Topological Strings and Nekrasov's formulas

TL;DR

This paper uses geometric transition and Chern-Simons theory to compute topological string amplitudes on local F0, confirming Nekrasov's formulas and connecting to Seiberg-Witten theory and gauge theories with matter.

Contribution

It provides an exact computation of topological string amplitudes on local F0 and the second del Pezzo surface, validating Nekrasov's formulas for gauge theories with and without matter.

Findings

Confirmed Nekrasov's formulas match topological string computations.

Connected topological string amplitudes to four-dimensional gauge theories.

Extended analysis to local del Pezzo surfaces with matter fields.

Abstract

We apply the method of geometric transition and compute all genus topological closed string amplitudes compactified on local {\bf F}_0 by making use of the Chern-Simons gauge theory.

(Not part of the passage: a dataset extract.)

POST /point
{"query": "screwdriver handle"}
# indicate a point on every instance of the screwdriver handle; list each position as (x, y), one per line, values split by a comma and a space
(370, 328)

We find an exact agreement of the results of our computation with the formula proposed recently by Nekrasov for {\cal N}=2 SU(2) gauge theory with two parameters \beta and \hbar. \beta is related to the size of the fiber of {\bf F}_0 and \hbar corresponds to the string coupling constant. Thus Nekrasov's formula encodes all the information of topological string amplitudes on local {\bf F}_0 including the number of holomorphic curves at arbitrary genus. By taking suitable limits \beta and/or \hbar \to 0 one recovers the four-dimensional Seiberg-Witten theory and also its coupling to external graviphoton fields. We also compute topological string amplitude for the local 2nd del Pezzo surface and check the consistency with Nekrasov's formula of SU(2) gauge theory with a matter field in the vector representation.